3.3 Use existing internal staff
Simple to do, easy to assign a staff member and then kick their butts when things don’t work out, but be very…very careful here.
Most of the time people put staff in charge of marketing who don’t have a clue and doing this just sinks the marketing boat before it has done the maiden voyage. Or the person you assign is too busy to handle marketing and the day to day tasks take preference.
Assigning a partner to do this will have the other fee earners despising this marketing partner, as they will not be writing fees while they market the firm.
Choose the best person in your staff for this position, somebody who has a flair or knowledge of marketing, somebody who you will create free time to allow them to work on marketing.
This person must segment time for marketing each day – during this time, this person must do nothing but marketing.
By the way, the most active person on Facebook in the office does not make the most effective marketer for Facebook and other social media. If there is a toss-up between somebody with marketing flair and a Facebook junkie – I would choose the marketing flair.
4. Track and monitor
Setup a cost centre for marketing, create a spreadsheet of marketing costs or write it down in a marketing spend book – just make sure you know the exact costs of your marketing campaigns.
Make sure you find out from your new clients where they heard about your firm. Have systems in place that track new business – like clicks on your website, like new likes on your Facebook page. If you don’t track these wins, how will you know if your marketing is working or not. Also how will you know for next time what it cost to get one new client via marketing.

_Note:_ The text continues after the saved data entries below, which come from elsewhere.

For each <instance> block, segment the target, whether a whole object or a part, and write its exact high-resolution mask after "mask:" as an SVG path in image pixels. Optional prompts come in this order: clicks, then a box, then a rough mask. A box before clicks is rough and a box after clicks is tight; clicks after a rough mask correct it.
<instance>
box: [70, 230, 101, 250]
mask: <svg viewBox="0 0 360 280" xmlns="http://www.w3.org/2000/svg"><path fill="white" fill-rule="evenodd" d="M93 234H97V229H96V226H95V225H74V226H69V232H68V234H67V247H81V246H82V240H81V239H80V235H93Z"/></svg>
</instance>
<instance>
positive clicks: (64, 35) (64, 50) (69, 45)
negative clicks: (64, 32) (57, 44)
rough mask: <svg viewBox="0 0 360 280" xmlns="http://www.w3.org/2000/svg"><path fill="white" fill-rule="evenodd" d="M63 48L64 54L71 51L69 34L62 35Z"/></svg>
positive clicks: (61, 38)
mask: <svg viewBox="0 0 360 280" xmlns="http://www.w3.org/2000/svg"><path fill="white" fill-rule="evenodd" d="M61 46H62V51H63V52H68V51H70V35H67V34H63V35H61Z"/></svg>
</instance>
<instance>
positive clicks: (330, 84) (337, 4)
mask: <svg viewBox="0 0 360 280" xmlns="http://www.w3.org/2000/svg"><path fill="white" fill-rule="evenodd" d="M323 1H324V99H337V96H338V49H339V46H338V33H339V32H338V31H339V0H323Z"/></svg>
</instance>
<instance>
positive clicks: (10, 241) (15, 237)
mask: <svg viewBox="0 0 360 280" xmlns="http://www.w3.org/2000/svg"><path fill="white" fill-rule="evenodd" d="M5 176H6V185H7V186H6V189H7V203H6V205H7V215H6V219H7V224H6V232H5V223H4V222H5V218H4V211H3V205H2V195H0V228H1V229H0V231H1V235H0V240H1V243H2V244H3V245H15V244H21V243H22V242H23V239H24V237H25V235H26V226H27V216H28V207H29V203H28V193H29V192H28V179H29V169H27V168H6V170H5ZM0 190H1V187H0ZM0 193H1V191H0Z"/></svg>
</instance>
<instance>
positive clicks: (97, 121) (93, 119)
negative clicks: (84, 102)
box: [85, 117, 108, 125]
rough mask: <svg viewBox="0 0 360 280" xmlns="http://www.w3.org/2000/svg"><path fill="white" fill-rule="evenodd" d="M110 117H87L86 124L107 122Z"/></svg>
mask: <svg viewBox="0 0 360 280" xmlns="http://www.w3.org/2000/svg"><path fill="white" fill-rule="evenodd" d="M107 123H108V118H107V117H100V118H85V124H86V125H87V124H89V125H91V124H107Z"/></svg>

Tweak your campaigns all the time, even to the extent of changing colours of sign-up forms. Most marketing needs daily monitoring.
All staff must be aware of what marketing campaigns are running at all times. Nothing like losing a new client by your staff not knowing what marketing campaign attracted them.
Get 100% buy-in from the partners of the firm, this is a cost to the firm, but given a little time and effort will be a huge business generator. Guaranteed that they will be asked to do something for the marketing team from time to time – after all they are the essence of the product the marketing department is trying to sell.